Aber nicht nur wegen den neu hinzugekommenen Inn-Kraftwerken steht Anzengruber derzeit auf dem Gaspedal. Er will auch auf dem Stromerzeugungsmarkt in Frankreich, Italien und der Türkei eine wichtigere Rolle spielen. Sein Credo hier sind Joint-Ventures und Partnerschaften, mit denen er in diesen Ländern rund 10% des Marktes erobern will. »Mit Partnerschaften geht es zwar langsamer, aber dafür haben wir nie Probleme mit Impairment-Test«, unterstreicht Anzengruber seine Langfriststrategie.

Von dem Trend zu alternativen Energien wie Fotovoltaik oder Windkraft profitiert das österreichische Unternehmen indirekt. »Wenn der Wind in Norddeutschland an einem Sonntag stark bläst, dann muss jemand den Strom abnehmen«, erläutert der Verbund-Chef. Dann gebe es diesen überschüssigen Strom extrem billig, den der Verbund dazu nutzt, in seine Speicherkraftwerke Wasser hochzupumpen. Und in Spitzenzeiten steht der Verbund parat, damit schnell teureren Strom liefern zu können.

Für die Zukunft hat Anzengruber einen interessanten Trend ausgemacht: die bevorstehende Einführung von Elektroautos. Davon will er natürlich profitieren: »Da wollen wir nicht abseits stehen.« Als größter Stromerzeuger Österreichs denkt er an ein Netz von E-Tankstellen. Das würde auch interessante Möglichkeiten für eine bessere Auslastung des Netzes bringen. Smart-Grids lautet hierzu das Stichwort; heißt, dass man E-Autos zu Zeiten »betanken« könnte, wenn der Stromverbrauch landesweit gerade niedrig und billiger ist. Und in Spitzenzeiten könnte man evtl. Strom aus den Autobatterien abzapfen – und den Autobesitzer mit entsprechend niedrigeren Gebühren dafür natürlich belohnen. Doch das ist Zukunftsmusik.

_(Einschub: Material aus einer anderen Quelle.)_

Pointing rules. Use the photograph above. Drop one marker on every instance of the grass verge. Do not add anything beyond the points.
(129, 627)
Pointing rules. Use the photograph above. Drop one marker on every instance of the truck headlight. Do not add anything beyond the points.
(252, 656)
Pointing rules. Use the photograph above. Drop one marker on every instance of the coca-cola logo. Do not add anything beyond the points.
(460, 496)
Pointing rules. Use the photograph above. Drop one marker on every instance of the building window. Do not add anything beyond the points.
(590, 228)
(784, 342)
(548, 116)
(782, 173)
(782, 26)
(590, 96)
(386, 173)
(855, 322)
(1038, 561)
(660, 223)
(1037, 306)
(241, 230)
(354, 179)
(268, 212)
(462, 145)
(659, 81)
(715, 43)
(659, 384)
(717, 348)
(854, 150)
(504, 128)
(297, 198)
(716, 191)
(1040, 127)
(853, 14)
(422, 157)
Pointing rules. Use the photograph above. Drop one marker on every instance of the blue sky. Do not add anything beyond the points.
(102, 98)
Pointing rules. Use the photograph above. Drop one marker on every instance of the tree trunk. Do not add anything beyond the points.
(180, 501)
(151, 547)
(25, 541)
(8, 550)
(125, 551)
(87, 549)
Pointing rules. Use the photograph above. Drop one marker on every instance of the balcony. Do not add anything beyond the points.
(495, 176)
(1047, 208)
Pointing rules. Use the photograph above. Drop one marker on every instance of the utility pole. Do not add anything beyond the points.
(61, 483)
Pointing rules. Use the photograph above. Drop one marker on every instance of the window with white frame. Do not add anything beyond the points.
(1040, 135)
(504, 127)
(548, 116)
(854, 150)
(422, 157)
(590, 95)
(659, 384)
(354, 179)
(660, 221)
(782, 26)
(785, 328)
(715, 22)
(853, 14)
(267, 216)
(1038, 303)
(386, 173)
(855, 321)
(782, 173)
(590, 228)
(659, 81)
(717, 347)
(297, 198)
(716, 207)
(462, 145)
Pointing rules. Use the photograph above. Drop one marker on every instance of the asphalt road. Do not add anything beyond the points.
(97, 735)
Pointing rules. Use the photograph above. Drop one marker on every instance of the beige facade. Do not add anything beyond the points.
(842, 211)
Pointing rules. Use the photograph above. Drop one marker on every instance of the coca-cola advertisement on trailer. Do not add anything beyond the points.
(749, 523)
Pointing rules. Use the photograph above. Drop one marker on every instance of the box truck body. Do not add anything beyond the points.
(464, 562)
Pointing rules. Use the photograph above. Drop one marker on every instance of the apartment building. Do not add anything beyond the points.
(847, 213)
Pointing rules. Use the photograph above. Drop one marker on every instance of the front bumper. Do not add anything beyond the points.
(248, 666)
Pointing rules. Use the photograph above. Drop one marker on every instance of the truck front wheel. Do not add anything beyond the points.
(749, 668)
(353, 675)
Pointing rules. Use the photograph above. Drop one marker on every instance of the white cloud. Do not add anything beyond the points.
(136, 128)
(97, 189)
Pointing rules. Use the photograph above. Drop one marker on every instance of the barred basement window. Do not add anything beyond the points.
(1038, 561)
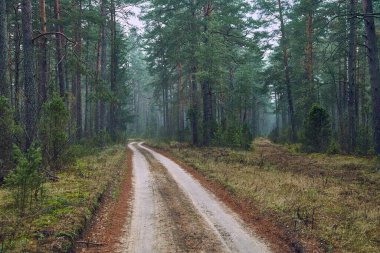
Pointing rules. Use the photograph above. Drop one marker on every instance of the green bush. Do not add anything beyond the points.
(317, 130)
(6, 136)
(26, 181)
(53, 132)
(333, 148)
(233, 136)
(364, 141)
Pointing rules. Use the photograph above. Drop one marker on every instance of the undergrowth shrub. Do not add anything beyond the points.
(233, 136)
(53, 132)
(317, 130)
(26, 181)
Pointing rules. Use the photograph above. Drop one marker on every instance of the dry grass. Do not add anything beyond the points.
(334, 200)
(54, 225)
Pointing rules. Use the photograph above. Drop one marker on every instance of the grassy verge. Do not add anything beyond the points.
(333, 201)
(54, 225)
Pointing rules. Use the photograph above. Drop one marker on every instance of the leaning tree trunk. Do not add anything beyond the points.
(4, 86)
(29, 85)
(373, 61)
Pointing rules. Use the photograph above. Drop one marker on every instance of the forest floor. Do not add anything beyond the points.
(311, 202)
(56, 224)
(172, 212)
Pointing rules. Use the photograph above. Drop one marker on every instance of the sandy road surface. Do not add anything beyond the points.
(172, 212)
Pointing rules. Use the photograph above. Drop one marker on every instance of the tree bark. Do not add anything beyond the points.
(284, 44)
(4, 84)
(207, 89)
(309, 54)
(30, 89)
(78, 75)
(181, 117)
(103, 65)
(352, 75)
(58, 46)
(43, 67)
(17, 61)
(194, 112)
(113, 105)
(374, 71)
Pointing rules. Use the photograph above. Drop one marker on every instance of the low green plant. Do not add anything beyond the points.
(317, 130)
(27, 180)
(53, 132)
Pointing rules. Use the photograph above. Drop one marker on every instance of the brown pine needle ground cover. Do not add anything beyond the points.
(331, 200)
(55, 224)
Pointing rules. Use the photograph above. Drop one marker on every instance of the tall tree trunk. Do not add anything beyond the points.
(194, 112)
(284, 44)
(17, 61)
(103, 64)
(4, 85)
(373, 61)
(58, 46)
(30, 89)
(113, 105)
(309, 65)
(181, 117)
(352, 75)
(97, 83)
(43, 67)
(78, 75)
(206, 88)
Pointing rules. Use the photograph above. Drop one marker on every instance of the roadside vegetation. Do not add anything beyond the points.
(326, 201)
(66, 204)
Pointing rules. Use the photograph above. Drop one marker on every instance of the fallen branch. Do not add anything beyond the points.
(88, 243)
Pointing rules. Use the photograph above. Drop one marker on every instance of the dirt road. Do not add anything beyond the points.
(172, 212)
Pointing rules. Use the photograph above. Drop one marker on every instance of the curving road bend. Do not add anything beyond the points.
(172, 212)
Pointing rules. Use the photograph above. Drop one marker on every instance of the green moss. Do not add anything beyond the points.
(70, 203)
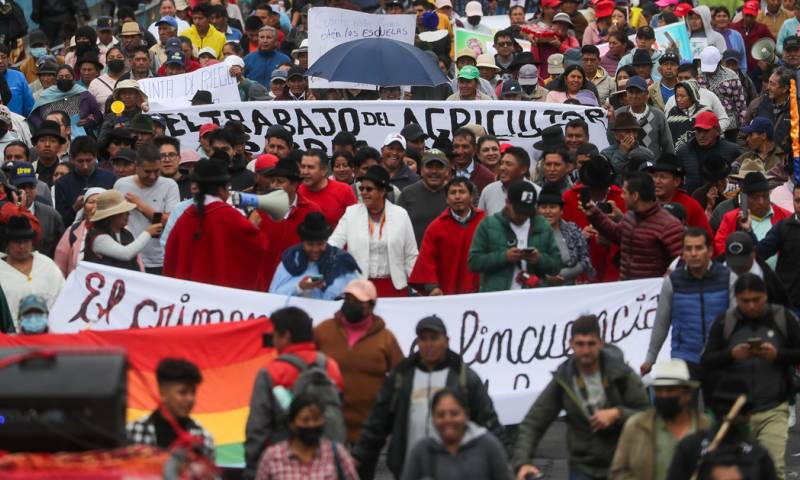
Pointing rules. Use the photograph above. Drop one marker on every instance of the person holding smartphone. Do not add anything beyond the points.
(312, 268)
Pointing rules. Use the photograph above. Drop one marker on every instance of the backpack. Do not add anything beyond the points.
(315, 381)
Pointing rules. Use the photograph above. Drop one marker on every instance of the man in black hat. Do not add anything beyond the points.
(516, 265)
(402, 407)
(312, 268)
(427, 199)
(626, 152)
(284, 233)
(759, 217)
(47, 141)
(668, 177)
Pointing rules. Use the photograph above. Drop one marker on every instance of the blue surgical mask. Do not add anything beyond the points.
(33, 323)
(38, 52)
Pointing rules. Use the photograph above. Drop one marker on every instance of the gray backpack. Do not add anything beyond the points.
(314, 380)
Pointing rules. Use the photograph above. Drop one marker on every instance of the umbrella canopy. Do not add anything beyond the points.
(378, 61)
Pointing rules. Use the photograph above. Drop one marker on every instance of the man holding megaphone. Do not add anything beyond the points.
(214, 243)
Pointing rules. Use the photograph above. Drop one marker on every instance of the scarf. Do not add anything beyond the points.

Für 2009 rechnet Anzengruber bei den Verbundzahlen mit keinen wesentlichen Änderungen gegenüber 2008: »Auch unsere Industriekunden spüren logischerweise die Wirtschaftskrise. « Dafür kann der Verbund sein aktuelles Investitionsprogramm günstig refinanzieren. Im Q1/09 gingen alle Eckdaten einen kleinen Tick gegenüber dem Vorjahr zurück, und das dürfte wohl auch der Trend fürs Q2/09 sein. Da die Wirtschaft gerade wieder etwas Tritt zu fassen scheint, rechnet Anzengruber verständlicherweise, dass im zweiten Halbjahr die kleinen Rückschritte wieder ausgebügelt werden. Der operative Cashflow wird freilich wegen der hohen Investitionen (u.a. der Kauf der Inn-Kraftwerke) in diesem Jahr deutlich negativ sein. 2010 avisiert der Verbund-Lenker aber auch hier wieder positive Zahlen.

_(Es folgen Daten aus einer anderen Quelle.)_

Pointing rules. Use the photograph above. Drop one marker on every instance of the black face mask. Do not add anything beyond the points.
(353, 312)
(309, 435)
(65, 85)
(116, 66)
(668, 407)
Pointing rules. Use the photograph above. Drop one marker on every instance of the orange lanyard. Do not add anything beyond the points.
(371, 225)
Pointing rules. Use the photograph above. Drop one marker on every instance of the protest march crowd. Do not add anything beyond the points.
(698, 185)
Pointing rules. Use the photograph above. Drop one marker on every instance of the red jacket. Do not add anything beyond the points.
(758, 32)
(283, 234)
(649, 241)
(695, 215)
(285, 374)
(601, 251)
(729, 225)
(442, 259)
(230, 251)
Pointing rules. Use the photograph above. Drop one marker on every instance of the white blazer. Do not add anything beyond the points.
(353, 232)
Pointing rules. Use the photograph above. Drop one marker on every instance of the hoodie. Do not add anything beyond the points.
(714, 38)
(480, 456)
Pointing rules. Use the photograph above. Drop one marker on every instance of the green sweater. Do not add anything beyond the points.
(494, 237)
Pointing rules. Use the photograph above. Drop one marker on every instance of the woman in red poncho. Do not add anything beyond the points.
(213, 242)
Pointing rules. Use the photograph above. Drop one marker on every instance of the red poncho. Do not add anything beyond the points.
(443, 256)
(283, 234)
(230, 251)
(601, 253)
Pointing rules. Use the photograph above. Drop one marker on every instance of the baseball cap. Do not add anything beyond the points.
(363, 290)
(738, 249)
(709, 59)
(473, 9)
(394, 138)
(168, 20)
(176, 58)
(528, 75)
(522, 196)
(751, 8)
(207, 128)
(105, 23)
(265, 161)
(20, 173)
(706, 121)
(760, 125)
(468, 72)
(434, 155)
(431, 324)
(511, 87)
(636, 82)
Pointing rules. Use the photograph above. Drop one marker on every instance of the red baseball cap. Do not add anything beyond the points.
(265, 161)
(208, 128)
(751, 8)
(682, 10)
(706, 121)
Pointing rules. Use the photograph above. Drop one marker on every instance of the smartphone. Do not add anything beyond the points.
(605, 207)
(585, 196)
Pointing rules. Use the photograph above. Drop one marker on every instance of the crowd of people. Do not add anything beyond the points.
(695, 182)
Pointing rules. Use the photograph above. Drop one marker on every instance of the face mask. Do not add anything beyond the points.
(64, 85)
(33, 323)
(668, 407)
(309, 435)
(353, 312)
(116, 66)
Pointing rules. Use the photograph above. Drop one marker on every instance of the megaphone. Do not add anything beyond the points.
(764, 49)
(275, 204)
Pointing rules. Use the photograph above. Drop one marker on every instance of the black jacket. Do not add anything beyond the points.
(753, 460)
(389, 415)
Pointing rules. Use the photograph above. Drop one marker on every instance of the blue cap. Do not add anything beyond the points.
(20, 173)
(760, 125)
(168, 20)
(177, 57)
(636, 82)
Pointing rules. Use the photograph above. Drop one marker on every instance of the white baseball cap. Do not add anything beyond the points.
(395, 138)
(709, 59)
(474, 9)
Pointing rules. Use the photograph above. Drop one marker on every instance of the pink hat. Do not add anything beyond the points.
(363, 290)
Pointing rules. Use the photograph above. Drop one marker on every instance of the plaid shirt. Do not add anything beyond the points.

Kurzfristig könnten wir uns vorstellen, dass der Verbund-Kurs noch mal Richtung der 30 EUR tendiert. Aber längerfristig sollten alte Hochs bei 60 EUR realistischer sein. Verbund ist ein typisch defensiver Wert, bei dem ein Engagement zudem mit einer Dividendenrendite von rund 3% versüßt wird.